明日は休日なので、兄をご飯に誘ってみよう。ちなみにバイトは平日の学校終わりのみ。五時か五時半から八時半、又は九時まで働いて帰り。早ければ九時半には家の風呂に入り、ご飯を作って十時か半から勉強をし、遅くとも一時頃に眠りにつく。
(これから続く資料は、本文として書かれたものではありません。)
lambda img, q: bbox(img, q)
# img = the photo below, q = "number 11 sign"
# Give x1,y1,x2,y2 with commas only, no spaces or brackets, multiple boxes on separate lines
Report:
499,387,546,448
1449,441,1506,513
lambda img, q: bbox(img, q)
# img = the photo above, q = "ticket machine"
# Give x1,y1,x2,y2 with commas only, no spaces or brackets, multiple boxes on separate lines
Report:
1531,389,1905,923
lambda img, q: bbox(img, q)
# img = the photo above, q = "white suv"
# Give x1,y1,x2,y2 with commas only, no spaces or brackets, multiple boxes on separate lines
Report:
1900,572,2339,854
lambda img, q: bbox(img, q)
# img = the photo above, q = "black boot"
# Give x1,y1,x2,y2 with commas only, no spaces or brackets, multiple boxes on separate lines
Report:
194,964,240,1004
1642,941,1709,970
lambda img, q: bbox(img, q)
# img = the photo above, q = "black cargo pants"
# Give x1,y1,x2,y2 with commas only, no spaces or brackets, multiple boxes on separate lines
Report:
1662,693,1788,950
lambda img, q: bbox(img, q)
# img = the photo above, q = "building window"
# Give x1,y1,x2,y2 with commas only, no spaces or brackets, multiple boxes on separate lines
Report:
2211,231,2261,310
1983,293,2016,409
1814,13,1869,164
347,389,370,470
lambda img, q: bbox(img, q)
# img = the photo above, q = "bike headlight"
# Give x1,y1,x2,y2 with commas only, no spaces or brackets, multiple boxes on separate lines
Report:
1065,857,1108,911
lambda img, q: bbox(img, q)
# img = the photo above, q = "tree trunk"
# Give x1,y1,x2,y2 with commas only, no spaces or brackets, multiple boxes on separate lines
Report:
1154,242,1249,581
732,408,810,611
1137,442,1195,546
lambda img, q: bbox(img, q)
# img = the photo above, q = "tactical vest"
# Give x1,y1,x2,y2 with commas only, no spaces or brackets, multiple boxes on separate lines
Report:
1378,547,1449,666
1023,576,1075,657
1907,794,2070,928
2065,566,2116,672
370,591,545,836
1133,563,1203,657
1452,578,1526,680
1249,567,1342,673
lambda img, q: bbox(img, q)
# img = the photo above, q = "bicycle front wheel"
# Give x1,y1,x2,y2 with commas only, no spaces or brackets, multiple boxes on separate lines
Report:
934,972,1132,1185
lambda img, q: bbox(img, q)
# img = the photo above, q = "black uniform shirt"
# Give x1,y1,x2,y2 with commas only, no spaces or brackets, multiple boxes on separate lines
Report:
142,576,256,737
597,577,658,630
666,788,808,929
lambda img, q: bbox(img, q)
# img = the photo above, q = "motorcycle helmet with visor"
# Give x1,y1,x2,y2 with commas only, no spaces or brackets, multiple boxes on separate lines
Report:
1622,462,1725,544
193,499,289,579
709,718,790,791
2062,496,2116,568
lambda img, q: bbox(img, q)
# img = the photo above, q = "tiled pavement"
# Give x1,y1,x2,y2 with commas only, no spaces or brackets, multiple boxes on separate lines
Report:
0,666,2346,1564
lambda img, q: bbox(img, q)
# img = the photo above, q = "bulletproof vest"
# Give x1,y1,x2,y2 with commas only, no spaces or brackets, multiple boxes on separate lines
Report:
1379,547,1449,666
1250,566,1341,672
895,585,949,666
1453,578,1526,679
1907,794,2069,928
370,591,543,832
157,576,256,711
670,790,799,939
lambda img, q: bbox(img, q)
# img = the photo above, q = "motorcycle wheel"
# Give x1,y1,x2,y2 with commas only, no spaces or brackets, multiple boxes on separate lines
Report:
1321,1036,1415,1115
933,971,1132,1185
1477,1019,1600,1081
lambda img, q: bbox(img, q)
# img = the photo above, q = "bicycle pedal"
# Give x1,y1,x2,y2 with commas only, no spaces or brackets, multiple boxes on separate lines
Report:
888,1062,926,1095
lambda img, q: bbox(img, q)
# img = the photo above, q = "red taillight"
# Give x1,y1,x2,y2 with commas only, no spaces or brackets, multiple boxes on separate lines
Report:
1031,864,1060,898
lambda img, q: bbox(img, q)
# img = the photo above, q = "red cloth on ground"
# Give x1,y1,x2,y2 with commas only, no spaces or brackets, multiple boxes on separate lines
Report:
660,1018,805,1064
上の笛の音色のような音を聞きながら近くの目覚まし時計の頭を手の平で押した。そうしたら画面が光り、今の時間帯が見える。
時刻は二時少し過ぎ。まだまだ眠れる。
明日は休みだから心に余裕もあるし、上の階の少し不思議な音色をBGNにして、また眠りについた。
**
目覚めた時間は朝九時。欠伸をしながら布団から起き上がる。折角の休日なので布団を干そう。ベランダに出ると小さいが庭がある。
「あ、草…」
約二メートル程の広さの庭に草が伸び始めていた。布団を干し、景気よく叩いて、洗濯機を回しながら兄にメールする。
『今日か明日、時間開いてたら、ご飯でもどうかな?』
忙しいかもしれないしメールの返事には期待しない。
「軍手…あ、あった」
引越しの時使った軍手を取り出す。時期は五月。雨期がくるまではもう少し時間があるが、軽く草抜きはしておこう。ジャージの下部分をまくり、虫除けスプレーをふくらはぎからサンダルまで適当にかける。
コンコン。
二の腕から手、首元にもスプレーをかける。
コンコン。
はて。
Tシャツの内側を伸ばして背中や胸元、胸の谷間にもスプレーをしておく。汗止めじゃないがなんとなくだ。
コンコン。
ふと、顔を上げた。
鳥の鳴き声、風の音、近くの水路の水の音。それ以外になんだか咳払いのような声が聴こえた。ちらり、ちらりと周りを眺める。二メートル四方の庭。半端に生えた草。庭を囲むように石の積み重なった低い壁があって、それを覗くと小さな水路がある。隣の高い石の積み重なった壁との間。三、四十センチほどの広さの水路。正確に図ったわけではないので、多分それぐらいだ。
「…草の生命ってすごいよね」
なんとなく千代子は独り言を喋りだした。石壁に生えてしまった小さな草から抜いていく。
プチプチ。
「植物がすごいのか」
プチプチ。
「生物の神秘ってのですか」
プチプチ。
「世の神秘」
夢中にになって、途中から無言になったが、時折コンコンと聴こえるとに気づくと、千代子はまたなんでもない独り言を呟いた。
***
その日の夕方、兄が車で坂道下まで迎えに来てくれた。排気ガスの臭いでか、コンコンと耳に聞こえる。
「ごめんな、今日臨時出勤でさ」
「ううん、こっちこそごめんね、兄ちゃん無理してない?大丈夫?」
「千代子ーにいちゃんは、千代子のそんな優しさにホーリンラブだぞ~」
「あはは、もー」
笑いながら千代子は車に入る。
コンコン。
珍しかったのだろうか。車の中で咳きのような声がした。
「千代子、喉痛いか?」
「ううん、排気ガスで…」
「そうか…でも一応、飯屋に行く前にドラックストアに行こう」
「もー心配症だなあ」
「予備はこしたことはない」
「ふふ」
千代子はドラックストアで無くなりそうだった頭痛薬と生活用品、カップラーメンの箱買いをした。
「インスタントは身体に悪いぞー」
「兄ちゃんも好きでしょ」
「俺はな男だから、いいんだよ」
「あはは、一応、兄ちゃんの少し置いとくね」
車に数個置いて。
「あーまあ、ありがとな。でも、その種類そんなに好きだったっけ千代子」
兄に頭をなでられながら頷く。
「うん、うどんに甘い油揚げが入ってるのって美味しいよね」
「まあ、そうだな」
兄に誘われるまま和食の飲食店に入る。出された単品で、油揚げが入っていた。兄と話すことに夢中になっていると、油揚げが無くなっていて。兄は気づかずに他に頼んだ単品をモグモグ。他のお客の喧騒が聴こえる中、嬉しげなコンコンという声が聴こえた気がした。
「どうした?ニコニコして」
兄にそう言われて、頬が緩んでいたことに気がつき、軽く笑う。
「兄ちゃんと話せて嬉しいの」
「…千代子…」
兄が片手で目元を拭う。
それを見て、また笑ってしまった。